I did a simple experiment.
- Removed the probably unnecessary
auto_refresher
here. It brought down the CPU usage by about 50%. - Commented out the
pwd_watcher::keep_watching
. No noticeable changes. - Commented out
event_reader::keep_reading
(input reader). And it reduced the CPU usage drastically. Basically removed xplr from thetop
page.
So, I'd first try to optimize reading inputs. Maybe switching the input reading logic to termion might help.
To consider, cross-platform notify library, uses inotify under the hood for Unix: https://crates.io/crates/notify
To consider, cross-platform notify library, uses inotify under the hood for Unix: https://crates.io/crates/notify
Looks good. But from the experiments in my last comment, we know that the real issue isn't with the watcher. It's the input reading mechanism. I think something changed when I last upgraded crossterm. I'll have a closer look.
NOTE: keeping this issue open to implement notify/inotify for Linux with test cases for all platforms.

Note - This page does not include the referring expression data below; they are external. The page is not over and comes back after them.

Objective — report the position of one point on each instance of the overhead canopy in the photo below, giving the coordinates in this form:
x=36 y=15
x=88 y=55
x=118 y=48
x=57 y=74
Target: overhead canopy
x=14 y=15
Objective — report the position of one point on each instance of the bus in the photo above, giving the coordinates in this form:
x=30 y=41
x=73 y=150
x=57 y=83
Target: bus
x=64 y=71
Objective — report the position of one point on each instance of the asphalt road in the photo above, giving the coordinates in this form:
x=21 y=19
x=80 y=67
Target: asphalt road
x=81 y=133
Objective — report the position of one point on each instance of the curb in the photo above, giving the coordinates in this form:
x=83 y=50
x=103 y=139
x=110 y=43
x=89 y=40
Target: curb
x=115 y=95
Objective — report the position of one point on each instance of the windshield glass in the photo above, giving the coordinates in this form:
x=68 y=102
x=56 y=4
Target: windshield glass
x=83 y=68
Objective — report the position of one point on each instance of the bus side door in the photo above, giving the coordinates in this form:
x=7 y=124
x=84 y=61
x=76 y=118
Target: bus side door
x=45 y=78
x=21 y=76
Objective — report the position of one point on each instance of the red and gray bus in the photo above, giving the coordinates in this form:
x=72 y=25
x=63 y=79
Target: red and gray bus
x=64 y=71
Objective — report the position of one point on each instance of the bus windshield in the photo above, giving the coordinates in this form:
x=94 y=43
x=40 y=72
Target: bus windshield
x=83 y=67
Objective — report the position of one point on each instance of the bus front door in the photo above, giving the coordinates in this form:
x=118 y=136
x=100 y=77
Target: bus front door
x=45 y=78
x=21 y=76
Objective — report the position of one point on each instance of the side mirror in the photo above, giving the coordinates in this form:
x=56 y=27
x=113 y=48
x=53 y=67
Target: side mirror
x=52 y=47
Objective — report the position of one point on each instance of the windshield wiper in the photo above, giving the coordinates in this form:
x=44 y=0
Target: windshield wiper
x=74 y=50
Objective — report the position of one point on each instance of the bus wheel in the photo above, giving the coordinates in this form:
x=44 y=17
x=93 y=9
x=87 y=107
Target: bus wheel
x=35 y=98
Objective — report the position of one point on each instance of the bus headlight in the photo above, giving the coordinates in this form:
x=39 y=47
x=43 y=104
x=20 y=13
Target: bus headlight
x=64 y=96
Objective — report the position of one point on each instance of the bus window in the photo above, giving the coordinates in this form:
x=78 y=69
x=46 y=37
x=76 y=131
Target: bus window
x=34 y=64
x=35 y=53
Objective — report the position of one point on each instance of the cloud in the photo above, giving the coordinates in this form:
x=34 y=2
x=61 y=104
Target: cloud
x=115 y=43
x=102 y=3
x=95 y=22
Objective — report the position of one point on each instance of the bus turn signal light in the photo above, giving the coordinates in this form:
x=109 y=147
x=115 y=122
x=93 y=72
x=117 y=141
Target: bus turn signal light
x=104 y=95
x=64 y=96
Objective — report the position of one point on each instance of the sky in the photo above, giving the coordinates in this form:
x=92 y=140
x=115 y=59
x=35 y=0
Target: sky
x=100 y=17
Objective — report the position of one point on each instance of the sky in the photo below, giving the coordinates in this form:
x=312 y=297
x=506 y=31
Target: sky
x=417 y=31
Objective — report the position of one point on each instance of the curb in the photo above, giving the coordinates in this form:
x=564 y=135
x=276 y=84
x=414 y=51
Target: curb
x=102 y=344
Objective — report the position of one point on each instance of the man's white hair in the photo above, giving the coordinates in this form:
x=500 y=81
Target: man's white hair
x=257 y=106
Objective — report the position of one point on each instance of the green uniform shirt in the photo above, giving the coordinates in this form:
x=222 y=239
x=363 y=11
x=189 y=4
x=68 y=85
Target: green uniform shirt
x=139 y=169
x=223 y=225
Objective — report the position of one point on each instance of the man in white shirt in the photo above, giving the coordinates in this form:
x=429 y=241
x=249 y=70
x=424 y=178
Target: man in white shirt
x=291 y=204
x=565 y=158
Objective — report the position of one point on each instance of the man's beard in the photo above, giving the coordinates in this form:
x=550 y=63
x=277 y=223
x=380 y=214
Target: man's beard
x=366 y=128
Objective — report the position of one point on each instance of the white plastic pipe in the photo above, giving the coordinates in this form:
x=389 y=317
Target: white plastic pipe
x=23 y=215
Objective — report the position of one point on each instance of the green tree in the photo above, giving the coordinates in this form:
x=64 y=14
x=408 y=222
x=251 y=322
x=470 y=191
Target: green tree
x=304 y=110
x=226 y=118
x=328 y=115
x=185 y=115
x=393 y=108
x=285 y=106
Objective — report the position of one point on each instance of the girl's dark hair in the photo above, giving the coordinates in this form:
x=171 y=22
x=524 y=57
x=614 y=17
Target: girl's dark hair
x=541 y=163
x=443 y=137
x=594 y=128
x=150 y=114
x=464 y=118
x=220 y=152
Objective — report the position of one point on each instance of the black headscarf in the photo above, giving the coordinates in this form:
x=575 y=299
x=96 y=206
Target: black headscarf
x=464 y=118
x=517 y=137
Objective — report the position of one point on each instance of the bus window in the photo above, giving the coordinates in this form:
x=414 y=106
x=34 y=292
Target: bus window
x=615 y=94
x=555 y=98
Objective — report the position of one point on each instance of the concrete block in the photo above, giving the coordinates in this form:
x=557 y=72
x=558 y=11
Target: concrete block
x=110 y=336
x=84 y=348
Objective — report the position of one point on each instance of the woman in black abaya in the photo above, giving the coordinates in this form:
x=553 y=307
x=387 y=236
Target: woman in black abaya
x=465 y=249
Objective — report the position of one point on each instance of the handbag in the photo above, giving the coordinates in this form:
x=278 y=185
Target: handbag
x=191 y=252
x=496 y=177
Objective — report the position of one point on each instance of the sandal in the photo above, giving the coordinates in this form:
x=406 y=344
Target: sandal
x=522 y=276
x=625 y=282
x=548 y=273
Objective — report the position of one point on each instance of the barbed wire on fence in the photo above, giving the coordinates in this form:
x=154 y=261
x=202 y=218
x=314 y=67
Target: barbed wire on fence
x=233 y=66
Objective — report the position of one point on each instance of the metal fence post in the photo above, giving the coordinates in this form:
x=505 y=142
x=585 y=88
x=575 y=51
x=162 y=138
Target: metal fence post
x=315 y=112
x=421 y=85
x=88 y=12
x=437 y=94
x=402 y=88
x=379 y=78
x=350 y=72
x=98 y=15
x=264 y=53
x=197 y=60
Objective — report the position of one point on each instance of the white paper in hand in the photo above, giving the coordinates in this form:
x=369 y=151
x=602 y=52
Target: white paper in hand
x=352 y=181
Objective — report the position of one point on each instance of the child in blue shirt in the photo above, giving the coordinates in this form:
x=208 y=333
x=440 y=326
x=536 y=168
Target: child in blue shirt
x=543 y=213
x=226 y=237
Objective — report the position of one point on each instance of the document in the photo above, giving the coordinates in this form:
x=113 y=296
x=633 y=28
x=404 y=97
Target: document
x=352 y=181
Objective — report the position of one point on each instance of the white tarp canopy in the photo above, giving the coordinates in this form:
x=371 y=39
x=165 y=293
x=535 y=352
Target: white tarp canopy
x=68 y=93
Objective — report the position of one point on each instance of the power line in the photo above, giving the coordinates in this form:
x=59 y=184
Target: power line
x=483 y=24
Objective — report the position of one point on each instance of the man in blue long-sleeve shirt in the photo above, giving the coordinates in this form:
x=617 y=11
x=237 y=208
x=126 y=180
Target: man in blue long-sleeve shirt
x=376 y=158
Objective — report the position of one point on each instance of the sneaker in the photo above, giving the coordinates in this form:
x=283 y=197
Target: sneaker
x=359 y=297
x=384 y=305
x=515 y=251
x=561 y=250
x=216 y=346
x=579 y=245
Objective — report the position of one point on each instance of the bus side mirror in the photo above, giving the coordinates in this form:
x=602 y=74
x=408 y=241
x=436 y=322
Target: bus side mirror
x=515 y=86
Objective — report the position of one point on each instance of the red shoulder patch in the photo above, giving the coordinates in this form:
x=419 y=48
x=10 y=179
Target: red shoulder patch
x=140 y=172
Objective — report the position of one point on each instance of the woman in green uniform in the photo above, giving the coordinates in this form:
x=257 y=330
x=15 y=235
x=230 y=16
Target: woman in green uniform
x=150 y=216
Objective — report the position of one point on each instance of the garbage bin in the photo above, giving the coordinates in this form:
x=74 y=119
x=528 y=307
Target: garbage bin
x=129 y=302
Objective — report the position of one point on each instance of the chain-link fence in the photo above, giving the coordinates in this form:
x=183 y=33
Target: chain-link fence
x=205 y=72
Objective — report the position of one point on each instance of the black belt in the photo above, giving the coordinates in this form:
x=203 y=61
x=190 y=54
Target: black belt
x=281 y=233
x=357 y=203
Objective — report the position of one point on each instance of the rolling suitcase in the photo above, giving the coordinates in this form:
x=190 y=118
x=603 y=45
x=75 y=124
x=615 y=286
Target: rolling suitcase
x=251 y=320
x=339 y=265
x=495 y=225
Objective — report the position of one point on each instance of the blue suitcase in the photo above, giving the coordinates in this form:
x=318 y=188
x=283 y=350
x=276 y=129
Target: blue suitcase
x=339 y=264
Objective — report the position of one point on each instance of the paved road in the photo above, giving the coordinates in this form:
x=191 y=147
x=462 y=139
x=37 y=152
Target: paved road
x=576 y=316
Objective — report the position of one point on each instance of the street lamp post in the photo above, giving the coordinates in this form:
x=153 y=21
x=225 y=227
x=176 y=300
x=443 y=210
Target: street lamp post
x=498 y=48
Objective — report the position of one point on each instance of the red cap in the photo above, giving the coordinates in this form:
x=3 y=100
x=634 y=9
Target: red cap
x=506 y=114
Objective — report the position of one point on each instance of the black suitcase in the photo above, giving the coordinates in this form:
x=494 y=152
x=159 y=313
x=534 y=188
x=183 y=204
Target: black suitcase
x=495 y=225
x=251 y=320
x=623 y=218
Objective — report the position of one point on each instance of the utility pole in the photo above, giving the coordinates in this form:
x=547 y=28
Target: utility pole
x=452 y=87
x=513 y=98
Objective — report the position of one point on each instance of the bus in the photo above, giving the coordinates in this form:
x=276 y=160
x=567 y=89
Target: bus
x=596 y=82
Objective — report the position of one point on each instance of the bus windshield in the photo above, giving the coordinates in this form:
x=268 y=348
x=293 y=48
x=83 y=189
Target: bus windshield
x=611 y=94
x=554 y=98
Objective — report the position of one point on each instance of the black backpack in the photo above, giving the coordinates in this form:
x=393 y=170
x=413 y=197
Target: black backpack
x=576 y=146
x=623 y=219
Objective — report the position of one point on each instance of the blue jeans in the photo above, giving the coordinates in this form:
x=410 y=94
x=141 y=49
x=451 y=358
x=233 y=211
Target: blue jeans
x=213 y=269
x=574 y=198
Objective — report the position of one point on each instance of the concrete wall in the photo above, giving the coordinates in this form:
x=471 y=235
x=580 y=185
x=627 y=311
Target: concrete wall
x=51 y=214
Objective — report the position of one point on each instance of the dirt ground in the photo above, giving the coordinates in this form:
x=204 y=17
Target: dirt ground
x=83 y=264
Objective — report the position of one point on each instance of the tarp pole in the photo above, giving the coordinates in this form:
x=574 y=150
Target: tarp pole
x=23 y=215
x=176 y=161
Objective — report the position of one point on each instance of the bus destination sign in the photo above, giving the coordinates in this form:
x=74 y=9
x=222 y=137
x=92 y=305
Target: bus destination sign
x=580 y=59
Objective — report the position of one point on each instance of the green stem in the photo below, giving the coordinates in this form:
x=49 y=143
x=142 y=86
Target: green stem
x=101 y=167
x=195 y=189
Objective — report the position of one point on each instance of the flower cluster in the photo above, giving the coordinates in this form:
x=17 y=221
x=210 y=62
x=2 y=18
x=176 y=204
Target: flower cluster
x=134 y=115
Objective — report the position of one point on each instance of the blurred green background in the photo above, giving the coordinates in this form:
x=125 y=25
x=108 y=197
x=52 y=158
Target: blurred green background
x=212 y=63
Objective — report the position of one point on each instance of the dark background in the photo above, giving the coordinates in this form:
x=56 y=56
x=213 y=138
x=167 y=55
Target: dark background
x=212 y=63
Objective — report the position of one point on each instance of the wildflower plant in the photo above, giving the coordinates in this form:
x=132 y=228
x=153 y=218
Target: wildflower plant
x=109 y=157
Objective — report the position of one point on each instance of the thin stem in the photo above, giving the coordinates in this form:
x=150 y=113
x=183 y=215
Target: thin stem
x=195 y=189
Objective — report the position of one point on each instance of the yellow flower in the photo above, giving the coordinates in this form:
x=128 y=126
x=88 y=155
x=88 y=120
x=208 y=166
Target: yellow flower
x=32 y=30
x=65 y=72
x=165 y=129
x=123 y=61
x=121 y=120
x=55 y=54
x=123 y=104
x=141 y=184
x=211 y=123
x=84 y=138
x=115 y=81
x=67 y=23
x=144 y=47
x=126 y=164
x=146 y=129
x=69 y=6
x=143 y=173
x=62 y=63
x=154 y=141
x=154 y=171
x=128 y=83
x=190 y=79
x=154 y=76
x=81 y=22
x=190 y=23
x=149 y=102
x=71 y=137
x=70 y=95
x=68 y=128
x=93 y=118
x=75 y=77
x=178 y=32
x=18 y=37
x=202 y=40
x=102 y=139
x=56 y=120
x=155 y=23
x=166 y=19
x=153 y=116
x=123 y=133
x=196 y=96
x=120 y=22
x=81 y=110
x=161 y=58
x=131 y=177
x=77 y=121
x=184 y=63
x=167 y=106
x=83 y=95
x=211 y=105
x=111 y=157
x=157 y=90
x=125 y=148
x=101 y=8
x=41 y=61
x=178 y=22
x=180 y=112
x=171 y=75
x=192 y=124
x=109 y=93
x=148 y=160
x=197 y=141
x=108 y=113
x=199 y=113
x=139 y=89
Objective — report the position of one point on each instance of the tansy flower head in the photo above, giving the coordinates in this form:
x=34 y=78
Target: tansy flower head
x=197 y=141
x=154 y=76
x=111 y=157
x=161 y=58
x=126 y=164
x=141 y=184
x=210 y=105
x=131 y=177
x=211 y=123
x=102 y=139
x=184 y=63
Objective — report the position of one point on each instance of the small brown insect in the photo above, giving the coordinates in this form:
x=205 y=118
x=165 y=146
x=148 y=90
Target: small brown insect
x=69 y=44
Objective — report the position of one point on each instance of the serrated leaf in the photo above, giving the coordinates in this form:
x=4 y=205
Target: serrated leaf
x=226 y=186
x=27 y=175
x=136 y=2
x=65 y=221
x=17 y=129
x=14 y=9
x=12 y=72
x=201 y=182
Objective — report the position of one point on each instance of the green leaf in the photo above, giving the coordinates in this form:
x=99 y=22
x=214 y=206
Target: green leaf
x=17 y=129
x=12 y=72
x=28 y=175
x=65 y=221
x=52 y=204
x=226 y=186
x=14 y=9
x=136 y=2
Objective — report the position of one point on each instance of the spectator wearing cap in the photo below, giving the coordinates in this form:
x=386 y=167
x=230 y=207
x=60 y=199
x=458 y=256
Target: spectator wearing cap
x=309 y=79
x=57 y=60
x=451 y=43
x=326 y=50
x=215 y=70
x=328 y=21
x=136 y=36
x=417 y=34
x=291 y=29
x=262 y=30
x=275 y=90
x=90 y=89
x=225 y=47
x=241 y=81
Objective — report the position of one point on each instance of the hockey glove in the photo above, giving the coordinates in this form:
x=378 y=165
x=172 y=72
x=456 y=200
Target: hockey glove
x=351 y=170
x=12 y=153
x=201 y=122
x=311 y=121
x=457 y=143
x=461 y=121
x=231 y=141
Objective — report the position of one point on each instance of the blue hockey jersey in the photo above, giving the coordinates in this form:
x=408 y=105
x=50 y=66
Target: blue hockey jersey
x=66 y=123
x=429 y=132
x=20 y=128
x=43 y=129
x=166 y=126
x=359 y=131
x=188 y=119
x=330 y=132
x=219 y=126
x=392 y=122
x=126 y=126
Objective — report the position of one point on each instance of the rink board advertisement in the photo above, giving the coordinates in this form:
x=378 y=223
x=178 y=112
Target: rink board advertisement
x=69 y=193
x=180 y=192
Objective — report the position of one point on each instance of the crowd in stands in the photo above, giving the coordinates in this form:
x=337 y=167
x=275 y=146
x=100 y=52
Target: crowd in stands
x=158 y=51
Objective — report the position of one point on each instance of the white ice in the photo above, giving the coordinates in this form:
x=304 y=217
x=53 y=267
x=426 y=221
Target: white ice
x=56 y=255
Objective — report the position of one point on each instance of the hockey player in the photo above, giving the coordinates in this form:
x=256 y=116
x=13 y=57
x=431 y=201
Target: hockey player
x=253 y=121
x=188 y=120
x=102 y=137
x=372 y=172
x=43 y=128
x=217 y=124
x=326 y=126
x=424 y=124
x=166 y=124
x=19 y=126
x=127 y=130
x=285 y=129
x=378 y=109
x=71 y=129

This is an uneducated question, so please take it for what it is, but:
Why is polling for input needed at all? I haven't tried the Windows side of things, but can't we just wait for input? (example reader in C); After all, the application usually exits on user input / command, I thought. The problem, I assume, comes if input is read, but parsed/actions executed in a separate thread.
Edit: I just noticed just going up and down through contents of a directory uses a lot of CPU (45% when holding, vs 16% in ranger), even in a small dir (24 files). I assume xplr doesn't reload the directory on every action/move, so could all that be caused just by updating the relative item numbers or all the extra file information?